I do not have a Polish bone in my body...But I dated a Polish man once. He was legit. Fresh-off-the-boat Polish. One time, he picked me up for a surprise date, took me to Dunkin Donuts, and (when I told him I was not hungry) he spent nearly 15 minutes trying to force me to shove glazed donuts down my throat. Then I broke up with him....on his birthday. I think there is a specially-designated level of hell for people who do that sort of thing.
Anyway, for the short period of time that I dated this Polish guy, I spent a lot of time learning about Polish culture. The whole "Polish sausage" thing is SO not a stereotype. I ate dinner with his parents three times. Each time I ate with them, the main dish was Polish sausage. I'm pretty sure that's the only thing they ever ate. The side dish was always pierogi. Not homemade-like-your-Polish-grandma-makes pierogi. These were frozen-from-the-grocery-store pierogi. But they were so, so good.
Fast forward several years (and a couple boyfriends) later, I was craving pierogi. I stumbled upon a recipe (I can't remember where from) and decided to make my own. Imagine for a moment, the creamiest and richest bite of mashed potato, mixed with melted cheese, rolled up into dough, and fried in butter. Yes! Yum!

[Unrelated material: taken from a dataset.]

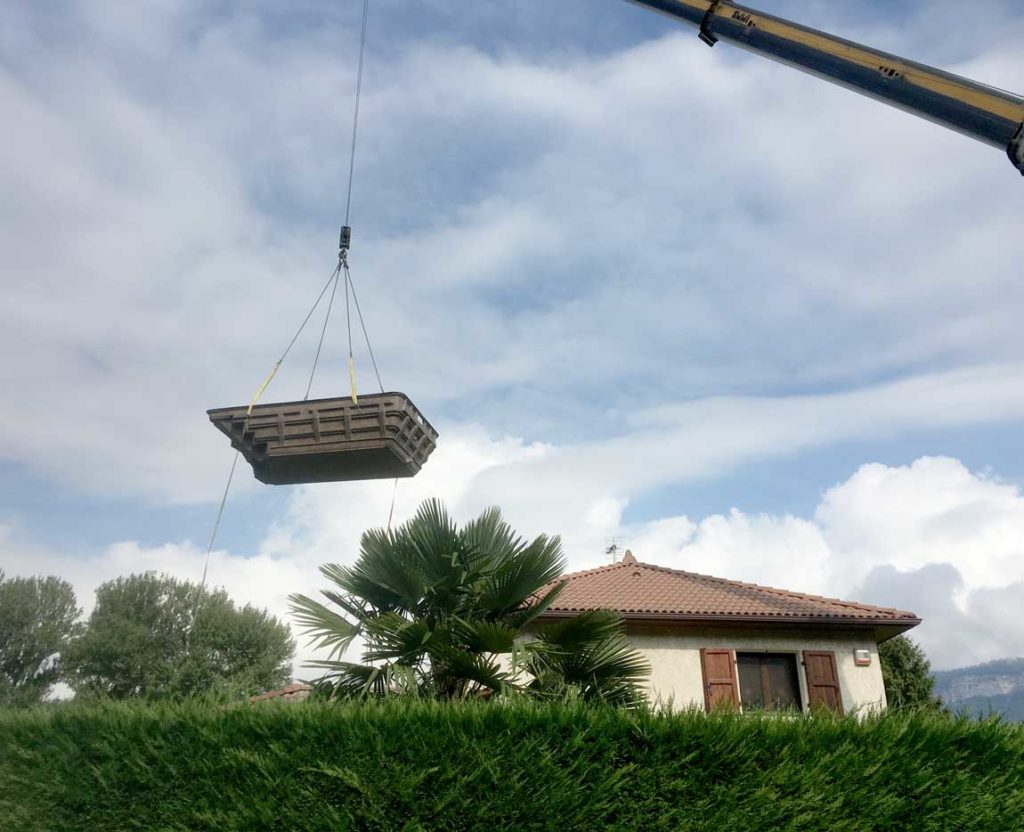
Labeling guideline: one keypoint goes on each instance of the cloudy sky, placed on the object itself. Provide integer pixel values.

My picky husband totally loves these!
Potato & Cheese Pierogi
4 cups flour
1/2 cup sour cream
1 tsp salt
2/3 cup warm water
3 potatoes, cooked, drained, and mashed
2 tbspoons butter
3 ounces cream cheese (or to taste)
1/3 cup shredded cheddar cheese (or to taste)
1/2 tsp salt
1. To make the dough, measure flour into a bowl. Add salt and stir to combime. Make a hole in the center of the flour and add the eggs and sour cream. Stir to combine. Add water gradually until mixture forms a ball. Knead dough, separate into three pieces, and let rest for ten minutes.
2. Take your mashed potatoes and add the cheeses and salt. Stir to combine.
3. Roll out dough, one piece at a time, to 1/8 thickness. Take a cup with an opening of about 3 inches in diameter and cut out rounds. Spoon as much filling as you can into the round, fold in half, and pinch the ends closed. Make sure the ends are tightly closed so that filling does not escape during cooking.
4. Fill a large pot with water and bring to a rolling boil. In batches, drop pierogi into water and let cook for several minutes. When pierogi rise to the top of the water, let cook an additional minute then remove to a plate.
You could totally stop here. BUT why do that when you have the option to pan fry the pierogi in butter!?! If you DO stop here, you should serve the pierogies by topping with sour cream and onions that hav been carmelized in butter.
5. Heat large sauce pan over medium heat. Melt butter in pan. When hot, add pierogi (again, in batches). Cook until browned on both sides then remove to a plate. Serve with sour cream!